20 Kasım 2008 Perşembe

Süper fosların çöküşleri

Her ne etnik, din, devlet ve milletten olunursa olunsun; insanoğlunun karşı karşıya kaldığı küresel lanet, son derece aşikâr olup, her geçen gün daha da beterleşerek; elem, acı, açlık, yokluk, korku, afet ve savaşları arttırıp canlılığı yitireceği tartışılmazdır. Yaratıcının geçici bir süre için kimilerine lütfettiği zenginlik ve üstünlüğü kendilerinden bilerek benliklerini kabartanların düştükleri durum; akılcı, iradeci ve bilimci tüm teorilerin yıkılmasına, dünün sözde başarılara imza atanların günümüzdeki çöküşleri, şüphesiz sorgulamayı mecbur kılmaktadır. Tarihi irdelemeyenlerin bizzat içinde oldukları günümüzü gözlemlemeleri, soruları yanıtlamaya yetecektir. Kozmetik ürünlerin tavan yaptığı bir dünyada iradesel başarılardan söz etmek, irrasyoneldir.

İnsanlık adına kötü olan her düşünce ve eylemi ihtirasında barındırarak dünyayı, hatta kainatı mahvetmeye devam eden ABD’ye karşı iyiyi temsil edebilecek bir ittifakın oluşturulamaması, gerilemenin ve yok oluşun tartışılmaz bir kanıtıdır. ABD ve müttefikleri; insanı insan yapan sevgi, barış, merhamet ve paylaşımın tükendiği öyle bir dünya oluşturdular ki, ahiretteki bir yaşam olan cehennemi dünyada da tattırmayı başararak; iyi, güzel ve helal ne varsa silip süpürdüler.
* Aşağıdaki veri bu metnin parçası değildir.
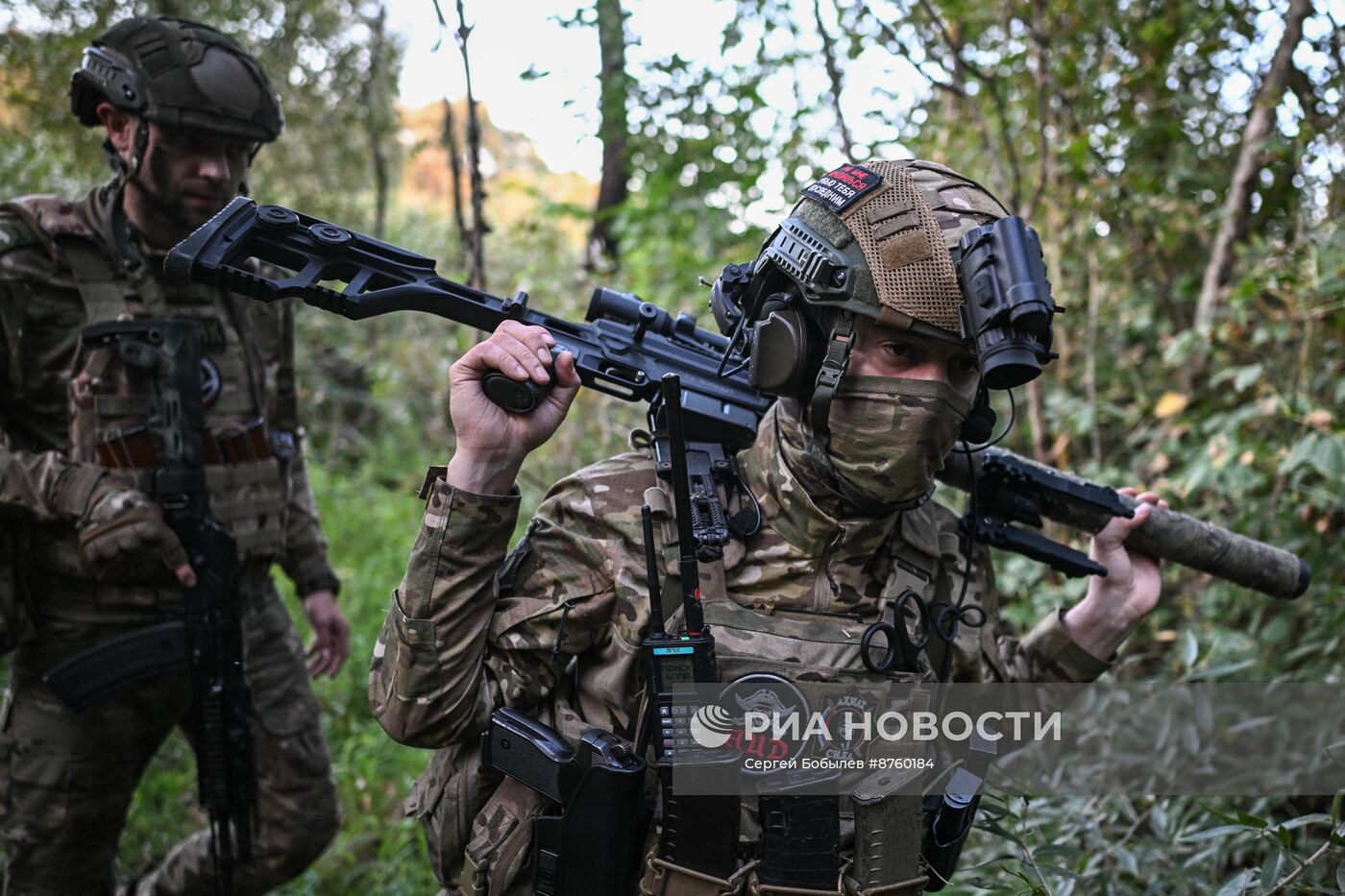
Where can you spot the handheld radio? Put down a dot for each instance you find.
(679, 661)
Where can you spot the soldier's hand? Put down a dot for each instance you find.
(491, 442)
(1115, 603)
(331, 634)
(125, 532)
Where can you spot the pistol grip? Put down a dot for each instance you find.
(514, 396)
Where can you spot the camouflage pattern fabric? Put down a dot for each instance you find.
(890, 435)
(66, 781)
(554, 628)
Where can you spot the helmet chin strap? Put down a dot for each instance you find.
(123, 174)
(817, 432)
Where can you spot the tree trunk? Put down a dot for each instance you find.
(1260, 123)
(377, 105)
(615, 87)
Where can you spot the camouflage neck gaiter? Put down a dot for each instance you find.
(890, 436)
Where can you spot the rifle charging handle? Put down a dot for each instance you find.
(517, 397)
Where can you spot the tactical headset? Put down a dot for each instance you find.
(770, 308)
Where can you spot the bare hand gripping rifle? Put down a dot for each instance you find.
(625, 349)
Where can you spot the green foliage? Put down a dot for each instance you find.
(1113, 127)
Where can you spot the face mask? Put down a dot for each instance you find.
(890, 436)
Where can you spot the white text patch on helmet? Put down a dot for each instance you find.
(844, 187)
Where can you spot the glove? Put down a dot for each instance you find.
(125, 532)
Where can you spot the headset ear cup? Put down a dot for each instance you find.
(780, 351)
(979, 423)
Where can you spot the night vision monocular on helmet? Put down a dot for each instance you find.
(1006, 314)
(1008, 305)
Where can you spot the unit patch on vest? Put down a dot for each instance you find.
(211, 383)
(844, 187)
(846, 738)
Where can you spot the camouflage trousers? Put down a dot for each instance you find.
(66, 779)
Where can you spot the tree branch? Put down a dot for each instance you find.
(964, 67)
(1260, 123)
(614, 91)
(477, 267)
(454, 167)
(834, 76)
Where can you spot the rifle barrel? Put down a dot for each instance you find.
(1167, 534)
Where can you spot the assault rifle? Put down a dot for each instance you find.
(625, 349)
(208, 637)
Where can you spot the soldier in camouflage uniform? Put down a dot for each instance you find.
(554, 627)
(184, 109)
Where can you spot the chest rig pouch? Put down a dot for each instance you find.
(877, 828)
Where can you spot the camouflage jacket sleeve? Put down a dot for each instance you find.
(306, 547)
(1045, 654)
(470, 630)
(33, 482)
(992, 653)
(43, 485)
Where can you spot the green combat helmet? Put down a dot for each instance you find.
(901, 242)
(179, 74)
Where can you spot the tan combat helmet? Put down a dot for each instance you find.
(880, 240)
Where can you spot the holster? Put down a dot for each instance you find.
(847, 884)
(666, 879)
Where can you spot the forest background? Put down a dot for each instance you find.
(1181, 160)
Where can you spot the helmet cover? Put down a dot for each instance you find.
(897, 227)
(178, 74)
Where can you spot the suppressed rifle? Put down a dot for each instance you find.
(208, 635)
(1011, 489)
(628, 345)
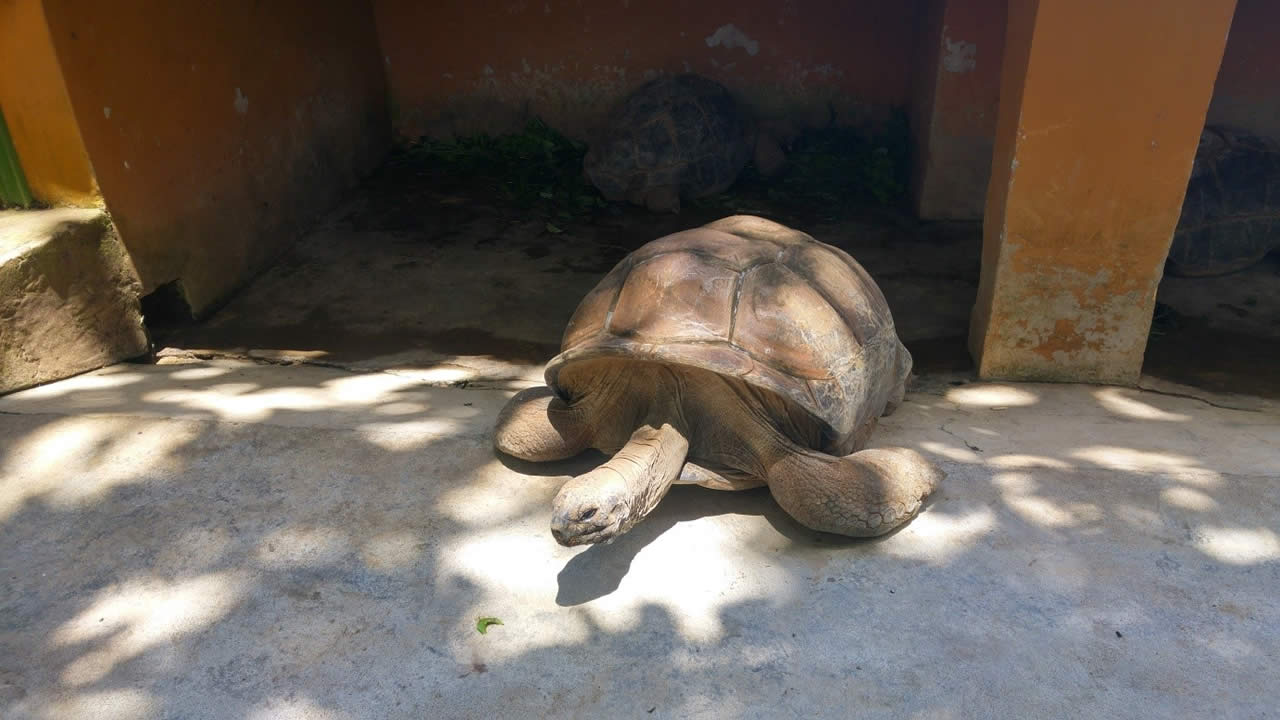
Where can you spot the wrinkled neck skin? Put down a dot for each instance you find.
(645, 414)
Yapılan haksızlık ve zulümler neticesinde sözde ekonomileri yıkılmaz zannedilen güçlerin gerçekte nasıl çerçöp çıktıkları anlaşılmış, muvaffakiyetlerini dayandırdıkları bilimsel ve teknolojisel kuramların hiçbir karşılığı olmadıkları kavranabilinmiş ise de, krizden kurtuluşlarını yine o hipotezlere güvenerek yeni yapılanmalara gitmeleri, maalesef gerekli dersi alamadıklarına bir delildir. ABD gibi fevkalade cazibesi ve etki gücü akıcı bir şeytanın inşa ettiği dünya düzeninde huzur, güven ve erdemliğin var olabilmesi mümkün değildir. Çünkü iyilik ve adalet, şeytanın fıtratına aykırıdır. Örneğin; süresi sadece birkaç saniyeden ibaret olan cinsel bir tatmin esnasında başka alemlere uçarcasına zevkin doruğuna erişip, doyum akabinde nasıl ki düşüyorsanız, hiçbir zaman kalıcı olamayan makyaj misali gelişmelerde aynı sonla neticelenmektedir. Bu sebeple özendiren maketlere değil, kalıcı ve yıkılmaz yapılara güvenilmelidir.
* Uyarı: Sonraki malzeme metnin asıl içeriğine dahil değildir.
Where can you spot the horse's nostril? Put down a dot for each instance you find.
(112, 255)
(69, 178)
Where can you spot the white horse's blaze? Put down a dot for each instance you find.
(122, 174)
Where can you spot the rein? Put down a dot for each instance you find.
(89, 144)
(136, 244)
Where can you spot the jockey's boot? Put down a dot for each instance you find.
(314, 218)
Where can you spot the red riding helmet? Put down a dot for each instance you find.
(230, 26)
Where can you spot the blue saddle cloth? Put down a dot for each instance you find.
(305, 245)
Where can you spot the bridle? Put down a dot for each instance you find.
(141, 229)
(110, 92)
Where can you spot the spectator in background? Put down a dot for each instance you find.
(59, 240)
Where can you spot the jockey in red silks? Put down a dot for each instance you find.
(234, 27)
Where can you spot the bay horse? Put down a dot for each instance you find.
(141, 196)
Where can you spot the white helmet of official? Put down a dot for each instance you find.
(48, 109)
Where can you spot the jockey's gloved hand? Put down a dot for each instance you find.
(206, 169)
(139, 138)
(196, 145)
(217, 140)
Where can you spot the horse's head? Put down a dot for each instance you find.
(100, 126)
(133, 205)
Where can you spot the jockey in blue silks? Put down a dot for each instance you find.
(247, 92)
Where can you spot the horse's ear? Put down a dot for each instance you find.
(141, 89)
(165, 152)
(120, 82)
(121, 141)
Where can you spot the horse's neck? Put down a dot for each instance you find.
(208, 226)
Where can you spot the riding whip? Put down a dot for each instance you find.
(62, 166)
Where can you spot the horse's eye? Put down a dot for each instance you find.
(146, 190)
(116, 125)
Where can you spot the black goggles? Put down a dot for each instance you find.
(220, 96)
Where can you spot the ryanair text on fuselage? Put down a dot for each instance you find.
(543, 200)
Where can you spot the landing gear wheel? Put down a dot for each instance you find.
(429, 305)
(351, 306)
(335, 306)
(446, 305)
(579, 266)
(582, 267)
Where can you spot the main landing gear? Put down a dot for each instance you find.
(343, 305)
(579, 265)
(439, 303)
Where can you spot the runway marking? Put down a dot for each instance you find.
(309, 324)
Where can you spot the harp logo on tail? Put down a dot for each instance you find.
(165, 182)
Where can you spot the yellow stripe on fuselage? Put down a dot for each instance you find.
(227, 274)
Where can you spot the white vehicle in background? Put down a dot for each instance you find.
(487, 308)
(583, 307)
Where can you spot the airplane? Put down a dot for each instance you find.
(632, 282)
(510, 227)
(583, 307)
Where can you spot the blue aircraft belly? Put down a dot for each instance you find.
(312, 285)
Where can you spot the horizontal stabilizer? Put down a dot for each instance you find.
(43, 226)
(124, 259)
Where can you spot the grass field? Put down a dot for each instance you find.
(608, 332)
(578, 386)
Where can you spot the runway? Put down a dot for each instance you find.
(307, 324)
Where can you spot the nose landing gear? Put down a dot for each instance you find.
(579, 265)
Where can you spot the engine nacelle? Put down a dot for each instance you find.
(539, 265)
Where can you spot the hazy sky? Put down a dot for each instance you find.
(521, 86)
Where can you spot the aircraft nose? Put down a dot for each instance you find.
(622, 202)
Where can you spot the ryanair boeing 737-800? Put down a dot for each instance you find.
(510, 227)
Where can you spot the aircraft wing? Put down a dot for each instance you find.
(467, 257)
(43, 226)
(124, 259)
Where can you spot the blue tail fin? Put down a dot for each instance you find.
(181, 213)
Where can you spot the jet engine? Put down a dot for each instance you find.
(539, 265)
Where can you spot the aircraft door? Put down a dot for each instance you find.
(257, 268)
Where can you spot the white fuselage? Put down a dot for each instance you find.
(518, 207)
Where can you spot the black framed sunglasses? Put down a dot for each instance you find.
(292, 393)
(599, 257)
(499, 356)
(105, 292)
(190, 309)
Materyalistleşmiş dünyanın felaketler ya da gündemdeki ekonomik kriz karşısındaki acizliği, güçlü sanılan insanoğlu ve devletlerin gerçekte ne kadar zayıf ve biçare olduklarını gözler önüne sermiştir. Gelecek adına rızk endişesi taşıyan insan, rızk verenin Yaratıcı değil de, yaratıklar olduğu sanıyla bir ütopyada yaşamış olmanın sıkıntısı ve üzüntüsüne gark olmaktan kendilerini alıkoyamamakta, dolayısıyla beterin, daha beteri olabileceğini muhakeme etmeksizin sabredemeyerek, umutlarını yine o foslara bağlayabilmektedirler.

Bir saniye sonrası meçhul inişli-çıkışlı bir yaşamda yarınlara yönelik endişe ve korkular veya müspet hayaller, ancak mühürlenmiş insanların düşünce ve hedefleridir ki, böylesi özgür bir iradeye hiçbir yaratık sahip olamamıştır. Düalite gereği hayrı ve şerri tatmakla yükümlü olan insanoğlu, yaratıksal haddinin kaçınılmaz bir gereği her haline şükretmeli, yarını yaşama garantisi olmadığı halde yarını düşünmektense, yaşadığı anının icabını yerine getirmeye çalışmalıdır.

Geçmişteki toplumların başlarına gelmiş o korkunç musibetler, henüz günümüzdeki hiçbir toplumun başına gelmemiş; savurganlığın, israfın ve haksızlıkların dizginlenmesi adına, dünyanın kendine çekidüzen vermesinin yolu açılmıştır. Ancak defaten edinilmiş tecrübelerinde bir işe yaramadığı mutlaktır.

Aslında ekonomik kriz yoktur, ders alınması gereken öğretiler vardır.